Sulla piattaforma Ulisse il clima era disteso; i migranti
accolti venivano condotti nell’area di prima accoglienza per essere sottoposti
ai controlli medici di routine. Veniva dato loro cibo e acqua, e
successivamente condotti nella sala di identificazione. Nel giro di poche ore, venivano
separati i rifugiati dai clandestini, cioè coloro che non fornivano
documentazione attestante le proprie generalità e paese d’origine.
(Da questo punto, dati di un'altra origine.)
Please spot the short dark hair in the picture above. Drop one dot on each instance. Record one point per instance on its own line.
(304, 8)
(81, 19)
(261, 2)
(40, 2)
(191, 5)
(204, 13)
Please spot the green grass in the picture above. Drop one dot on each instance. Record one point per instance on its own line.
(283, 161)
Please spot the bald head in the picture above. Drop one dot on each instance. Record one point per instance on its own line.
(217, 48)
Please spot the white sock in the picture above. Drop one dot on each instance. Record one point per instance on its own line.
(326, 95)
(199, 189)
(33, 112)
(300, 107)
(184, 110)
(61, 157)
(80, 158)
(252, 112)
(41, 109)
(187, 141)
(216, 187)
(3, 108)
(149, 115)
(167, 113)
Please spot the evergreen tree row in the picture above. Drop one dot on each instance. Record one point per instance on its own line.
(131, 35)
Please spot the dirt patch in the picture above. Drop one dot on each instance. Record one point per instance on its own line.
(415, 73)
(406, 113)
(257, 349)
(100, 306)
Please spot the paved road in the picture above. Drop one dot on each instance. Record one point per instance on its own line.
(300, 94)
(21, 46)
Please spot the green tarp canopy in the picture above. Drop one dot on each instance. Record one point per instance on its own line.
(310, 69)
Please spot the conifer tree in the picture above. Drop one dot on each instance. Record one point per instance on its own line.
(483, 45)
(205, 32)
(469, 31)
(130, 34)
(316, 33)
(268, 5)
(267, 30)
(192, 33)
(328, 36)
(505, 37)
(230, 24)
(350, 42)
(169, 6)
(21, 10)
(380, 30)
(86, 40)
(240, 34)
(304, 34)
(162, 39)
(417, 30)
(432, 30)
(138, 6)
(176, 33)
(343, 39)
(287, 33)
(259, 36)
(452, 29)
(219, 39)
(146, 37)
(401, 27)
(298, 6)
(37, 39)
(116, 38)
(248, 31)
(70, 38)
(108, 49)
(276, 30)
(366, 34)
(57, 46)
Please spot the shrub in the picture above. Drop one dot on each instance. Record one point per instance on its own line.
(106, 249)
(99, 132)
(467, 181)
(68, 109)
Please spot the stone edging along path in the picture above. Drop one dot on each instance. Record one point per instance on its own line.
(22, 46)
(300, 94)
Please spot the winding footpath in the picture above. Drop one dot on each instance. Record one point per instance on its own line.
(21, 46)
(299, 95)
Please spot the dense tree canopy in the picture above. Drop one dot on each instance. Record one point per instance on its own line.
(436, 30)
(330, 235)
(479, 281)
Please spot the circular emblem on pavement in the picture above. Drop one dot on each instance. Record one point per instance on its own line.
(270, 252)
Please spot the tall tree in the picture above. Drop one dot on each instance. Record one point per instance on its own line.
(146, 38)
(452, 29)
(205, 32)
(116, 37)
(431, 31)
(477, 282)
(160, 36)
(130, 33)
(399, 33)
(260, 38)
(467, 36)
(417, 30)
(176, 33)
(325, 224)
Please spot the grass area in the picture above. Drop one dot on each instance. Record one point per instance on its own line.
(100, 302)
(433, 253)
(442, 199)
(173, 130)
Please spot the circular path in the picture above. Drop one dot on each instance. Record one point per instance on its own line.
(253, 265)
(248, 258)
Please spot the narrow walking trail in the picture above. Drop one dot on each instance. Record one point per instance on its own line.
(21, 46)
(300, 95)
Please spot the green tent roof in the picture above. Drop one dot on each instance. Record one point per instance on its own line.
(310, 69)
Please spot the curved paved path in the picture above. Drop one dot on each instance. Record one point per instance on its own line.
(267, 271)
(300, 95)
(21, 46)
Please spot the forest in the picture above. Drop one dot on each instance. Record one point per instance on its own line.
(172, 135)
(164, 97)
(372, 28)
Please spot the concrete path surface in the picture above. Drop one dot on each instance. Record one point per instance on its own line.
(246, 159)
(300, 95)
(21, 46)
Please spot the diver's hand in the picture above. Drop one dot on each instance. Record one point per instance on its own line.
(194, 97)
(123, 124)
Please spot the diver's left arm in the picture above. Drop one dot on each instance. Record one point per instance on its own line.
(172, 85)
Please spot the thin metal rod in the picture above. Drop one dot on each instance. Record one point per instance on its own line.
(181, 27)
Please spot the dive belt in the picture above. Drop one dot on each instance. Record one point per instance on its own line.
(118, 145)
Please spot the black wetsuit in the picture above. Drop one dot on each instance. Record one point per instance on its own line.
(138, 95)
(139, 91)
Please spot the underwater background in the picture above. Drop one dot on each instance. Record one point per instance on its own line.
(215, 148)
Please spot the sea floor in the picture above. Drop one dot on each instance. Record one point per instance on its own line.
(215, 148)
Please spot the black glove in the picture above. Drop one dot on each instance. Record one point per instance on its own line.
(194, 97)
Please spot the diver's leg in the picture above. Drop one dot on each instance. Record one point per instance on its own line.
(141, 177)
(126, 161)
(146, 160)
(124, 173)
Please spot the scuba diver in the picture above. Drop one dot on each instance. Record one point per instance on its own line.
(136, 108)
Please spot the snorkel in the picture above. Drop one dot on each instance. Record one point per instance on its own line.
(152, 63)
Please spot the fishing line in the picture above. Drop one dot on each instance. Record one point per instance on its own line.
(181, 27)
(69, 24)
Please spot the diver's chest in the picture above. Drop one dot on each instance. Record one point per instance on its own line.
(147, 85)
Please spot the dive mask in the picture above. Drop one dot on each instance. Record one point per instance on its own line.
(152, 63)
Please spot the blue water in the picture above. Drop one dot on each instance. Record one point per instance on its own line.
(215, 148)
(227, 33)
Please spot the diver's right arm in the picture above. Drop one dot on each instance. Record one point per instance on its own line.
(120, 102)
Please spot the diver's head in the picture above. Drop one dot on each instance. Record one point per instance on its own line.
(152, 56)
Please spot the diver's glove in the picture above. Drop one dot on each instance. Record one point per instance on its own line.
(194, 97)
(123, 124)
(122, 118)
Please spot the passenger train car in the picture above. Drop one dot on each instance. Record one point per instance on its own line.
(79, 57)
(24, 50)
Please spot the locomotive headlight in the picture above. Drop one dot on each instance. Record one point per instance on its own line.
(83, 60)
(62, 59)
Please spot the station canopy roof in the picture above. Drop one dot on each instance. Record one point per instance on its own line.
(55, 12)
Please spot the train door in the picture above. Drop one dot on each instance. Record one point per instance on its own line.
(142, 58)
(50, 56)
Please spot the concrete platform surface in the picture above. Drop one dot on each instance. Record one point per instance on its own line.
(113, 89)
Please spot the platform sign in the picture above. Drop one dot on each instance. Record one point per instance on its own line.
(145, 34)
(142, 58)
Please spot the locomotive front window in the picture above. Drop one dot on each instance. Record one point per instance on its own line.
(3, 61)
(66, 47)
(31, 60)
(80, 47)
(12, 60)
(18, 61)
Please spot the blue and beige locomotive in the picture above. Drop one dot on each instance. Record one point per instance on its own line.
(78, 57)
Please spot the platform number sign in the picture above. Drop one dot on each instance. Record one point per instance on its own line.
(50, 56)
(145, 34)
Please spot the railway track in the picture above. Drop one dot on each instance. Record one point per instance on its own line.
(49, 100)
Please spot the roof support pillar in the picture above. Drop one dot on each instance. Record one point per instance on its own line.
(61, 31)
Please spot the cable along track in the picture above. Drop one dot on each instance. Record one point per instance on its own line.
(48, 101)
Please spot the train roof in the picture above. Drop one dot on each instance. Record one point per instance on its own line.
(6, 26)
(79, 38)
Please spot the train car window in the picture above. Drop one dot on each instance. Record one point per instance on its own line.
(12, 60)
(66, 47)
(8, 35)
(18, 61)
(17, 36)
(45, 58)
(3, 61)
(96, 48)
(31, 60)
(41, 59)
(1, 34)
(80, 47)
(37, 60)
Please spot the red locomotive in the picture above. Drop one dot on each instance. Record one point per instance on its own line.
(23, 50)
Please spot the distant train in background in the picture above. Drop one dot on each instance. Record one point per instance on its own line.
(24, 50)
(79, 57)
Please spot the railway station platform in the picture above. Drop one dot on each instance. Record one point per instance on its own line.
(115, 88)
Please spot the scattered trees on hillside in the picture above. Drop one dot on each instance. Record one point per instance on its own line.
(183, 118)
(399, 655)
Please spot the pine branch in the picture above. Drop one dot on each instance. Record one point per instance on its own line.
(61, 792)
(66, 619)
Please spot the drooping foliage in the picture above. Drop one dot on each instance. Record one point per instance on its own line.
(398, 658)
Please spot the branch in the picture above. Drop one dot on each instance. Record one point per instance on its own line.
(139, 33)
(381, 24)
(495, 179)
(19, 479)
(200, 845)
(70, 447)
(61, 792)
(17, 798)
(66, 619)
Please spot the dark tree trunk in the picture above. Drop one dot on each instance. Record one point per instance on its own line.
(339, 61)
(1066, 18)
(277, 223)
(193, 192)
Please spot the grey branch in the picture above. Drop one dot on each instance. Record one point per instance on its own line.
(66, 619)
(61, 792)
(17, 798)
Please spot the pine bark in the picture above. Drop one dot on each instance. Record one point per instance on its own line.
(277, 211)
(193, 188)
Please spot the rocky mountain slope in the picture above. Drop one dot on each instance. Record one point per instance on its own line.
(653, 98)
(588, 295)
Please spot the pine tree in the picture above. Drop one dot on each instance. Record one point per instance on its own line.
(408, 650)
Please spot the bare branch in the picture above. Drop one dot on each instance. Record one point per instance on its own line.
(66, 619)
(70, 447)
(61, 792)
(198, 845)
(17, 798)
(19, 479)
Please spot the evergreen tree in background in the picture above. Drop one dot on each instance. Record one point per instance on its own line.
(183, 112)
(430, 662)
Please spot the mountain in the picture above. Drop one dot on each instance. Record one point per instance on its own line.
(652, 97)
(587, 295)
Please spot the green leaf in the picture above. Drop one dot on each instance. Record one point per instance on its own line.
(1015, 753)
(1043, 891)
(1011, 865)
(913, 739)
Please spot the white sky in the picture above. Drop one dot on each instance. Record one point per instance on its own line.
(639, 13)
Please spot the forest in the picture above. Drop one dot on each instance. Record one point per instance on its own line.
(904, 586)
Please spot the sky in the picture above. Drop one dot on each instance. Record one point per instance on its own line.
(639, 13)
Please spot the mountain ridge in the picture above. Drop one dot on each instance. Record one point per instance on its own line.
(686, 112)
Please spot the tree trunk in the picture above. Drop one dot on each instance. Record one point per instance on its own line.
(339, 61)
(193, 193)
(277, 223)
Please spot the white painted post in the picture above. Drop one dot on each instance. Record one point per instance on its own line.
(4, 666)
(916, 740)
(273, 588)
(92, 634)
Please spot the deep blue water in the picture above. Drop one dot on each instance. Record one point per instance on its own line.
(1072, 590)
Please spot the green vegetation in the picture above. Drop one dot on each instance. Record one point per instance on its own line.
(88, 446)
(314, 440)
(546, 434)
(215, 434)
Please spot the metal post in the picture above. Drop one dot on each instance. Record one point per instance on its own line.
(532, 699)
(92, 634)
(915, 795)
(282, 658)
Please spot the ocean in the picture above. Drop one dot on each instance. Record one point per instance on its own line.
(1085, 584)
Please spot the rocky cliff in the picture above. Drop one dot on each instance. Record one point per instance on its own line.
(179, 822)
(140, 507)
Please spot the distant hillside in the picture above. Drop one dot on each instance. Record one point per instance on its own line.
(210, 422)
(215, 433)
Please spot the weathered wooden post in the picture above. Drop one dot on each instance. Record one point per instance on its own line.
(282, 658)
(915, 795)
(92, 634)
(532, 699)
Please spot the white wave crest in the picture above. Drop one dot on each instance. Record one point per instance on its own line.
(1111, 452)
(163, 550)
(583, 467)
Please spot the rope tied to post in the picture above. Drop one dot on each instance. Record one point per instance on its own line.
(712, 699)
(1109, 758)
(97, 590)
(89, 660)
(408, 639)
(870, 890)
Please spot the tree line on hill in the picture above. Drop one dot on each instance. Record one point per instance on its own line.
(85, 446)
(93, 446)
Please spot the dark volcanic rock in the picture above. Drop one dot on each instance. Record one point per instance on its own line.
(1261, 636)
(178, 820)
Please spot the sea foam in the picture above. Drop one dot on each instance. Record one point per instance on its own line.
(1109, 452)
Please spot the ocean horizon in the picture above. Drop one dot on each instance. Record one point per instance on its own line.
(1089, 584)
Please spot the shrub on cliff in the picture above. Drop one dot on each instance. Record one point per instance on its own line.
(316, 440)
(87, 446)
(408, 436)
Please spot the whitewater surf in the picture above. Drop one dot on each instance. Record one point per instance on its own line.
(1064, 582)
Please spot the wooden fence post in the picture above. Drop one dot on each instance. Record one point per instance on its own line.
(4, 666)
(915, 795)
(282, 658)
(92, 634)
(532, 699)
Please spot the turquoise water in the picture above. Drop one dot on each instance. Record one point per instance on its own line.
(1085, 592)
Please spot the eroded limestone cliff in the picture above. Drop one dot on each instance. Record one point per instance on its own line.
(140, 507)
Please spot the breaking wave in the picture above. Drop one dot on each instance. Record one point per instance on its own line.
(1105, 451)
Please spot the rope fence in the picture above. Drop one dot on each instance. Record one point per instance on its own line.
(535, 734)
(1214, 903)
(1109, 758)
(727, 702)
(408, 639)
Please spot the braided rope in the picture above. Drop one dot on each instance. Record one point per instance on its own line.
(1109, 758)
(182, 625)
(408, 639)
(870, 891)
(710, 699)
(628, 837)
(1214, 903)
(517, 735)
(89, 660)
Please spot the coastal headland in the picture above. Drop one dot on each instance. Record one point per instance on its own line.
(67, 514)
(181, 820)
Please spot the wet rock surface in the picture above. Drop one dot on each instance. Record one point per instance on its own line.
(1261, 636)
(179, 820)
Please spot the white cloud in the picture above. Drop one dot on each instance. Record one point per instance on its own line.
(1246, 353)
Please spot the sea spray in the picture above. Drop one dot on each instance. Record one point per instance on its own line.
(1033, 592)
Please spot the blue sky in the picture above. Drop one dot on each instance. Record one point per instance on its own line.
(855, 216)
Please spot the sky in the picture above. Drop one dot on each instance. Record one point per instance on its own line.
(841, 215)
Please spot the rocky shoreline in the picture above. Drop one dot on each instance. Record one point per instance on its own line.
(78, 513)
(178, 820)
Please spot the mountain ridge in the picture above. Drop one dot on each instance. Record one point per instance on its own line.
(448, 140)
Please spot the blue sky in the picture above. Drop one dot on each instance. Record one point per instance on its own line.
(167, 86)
Quest’ultimi, in attesa della non facile e lunga identificazione venivano
smistati su altre piattaforme. Ogni piattaforma era composta da una pista per
elicotteri, un’area per la prima accoglienza, un pronto soccorso con
attrezzature ospedaliere, una sala comando, un dormitorio militare, un
dormitorio per l’accoglienza fino ad un massimo di 100 persone, una mensa, due
gruppi di servizi igienici: uno per i militari e l’altro per i migranti. Si era
messo a punto un sistema di coordinamento computerizzato che individuava in
tempo reale i posti disponibili su ogni piattaforma, in modo da smistare i
migranti, suddividendoli in gruppi di circa 70 persone. Nonostante le
piattaforme avessero una capienza totale di oltre 3000 persone, lo scopo era
quello di trattenerli il meno possibile, rispedendo a casa quelli irregolari. Dopo
circa 1 anno dalla costruzione delle piattaforme, i barconi diminuirono, perché
dai vari paesi dell’Africa e dell’Asia Orientale, era giunta voce che era stato
creato uno sbarramento nel Mediterraneo, a confine delle acque territoriali, e
raggiungere la terraferma era diventato un miraggio. Gli scafisti non avevano
più scampo, come pure i vari gruppi terroristici che dai migranti disperati
traevano il sostentamento economico per le loro organizzazioni.
L’UE e i suoi paesi
membri avevano costruito una fortezza sempre più impenetrabile e contemporaneamente
aveva intrecciato rapporti diplomatici con quei paesi che favorivano le
partenze dei barconi.
Il piano europeo per
la salvaguardia degli immigrati, aveva previsto che il sistema delle
piattaforme militari avrebbe iniziato a dare i suoi frutti nel giro di due
anni, perciò aveva pensato ad un utilizzo parallelo.
Ogni nazione accanto
all’azione preventiva militare, aveva sviluppato varie attività di ricerca
riguardanti lo studio dell’ecosistema o l’archeologia marina, l’analisi dei
flussi ed il controllo delle merci illegali attraverso le navi mercantili. Le
piattaforme erano diventate una sorta di dogana marina dell’Unione Europea ma
allo stesso tempo fungevano da collegamento commerciale e diplomatico con i
paesi del Nord Europa. Non tutto era stato risolto perché nei paesi di origine
dei migranti, molto spesso si fuggiva per miseria ma l’Europa decise di
risolvere un problema alla volta e senza spargimenti di sangue.